Laura’s mouth was suddenly very dry as she and William stared at the other woman in horror.
“It may be different when we get to Earth and your Federation,” she said finding her voice again. “Once there, they won’t have a choice but to face the truth. And added to the religious uproar is the fact that now it seems that we came originally from Earth and not Kobol … how certain are you of that?” she asked quietly.
“Entirely certain,” Kathryn replied, the tone of her voice ringing with truth like a hammer falling against an anvil. “In fact, we have an abundance of hard, scientific evidence from fossil records that human beings evolved from a primatoid ancestor on Earth over two hundred and fifty thousand years ago and there ruins of ancient civilisations that date back almost ten thousand years, all of which have been rigorously studied and dated. Also, your modern written and spoken language is English, which evolved on Earth only about one thousand years ago, and the form you use, for the most part, was cemented through universal literacy for the last four hundred years.”
Laura swallowed hard and nodded as her entire worldview shifted yet again; human beings evolved … on Earth over two hundred and fifty thousand years ago … ancient civilisations … date back almost ten thousands years. It made her feel suddenly small and insignificant; it made everything she thought she knew about humanity and its place in the universe, utterly small and insignificant.
“There are already enough of Quorum members who simply want you and the changes they feel you represent to go away and they don’t even know the half of it,” she said with a harsh, strangled laugh. “Tell them this and they may … no, they will become extremely hostile to you and your people in very short order. We could be looking at riots and loss of life we simply can’t control. We just don’t have enough security personnel to police our population spread out over so many ships and we can’t afford to lose people.
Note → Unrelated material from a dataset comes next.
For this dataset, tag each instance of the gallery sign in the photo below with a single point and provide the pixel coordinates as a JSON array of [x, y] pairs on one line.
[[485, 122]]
However, I do know that the question of religion will undoubtedly be raised.”
“Then it’s time for the sugar-coated version,” Kathryn said with a wry smile as she tapped the computer again. An image appeared on the screen of blue skies and sparkling ocean dotted with green islands. Zooming in on one of the islands, Laura found herself staring at a great ruined temple on an Acropolis similar to the ruins on Kobol. “It’s time to give your people new hope and a new home.”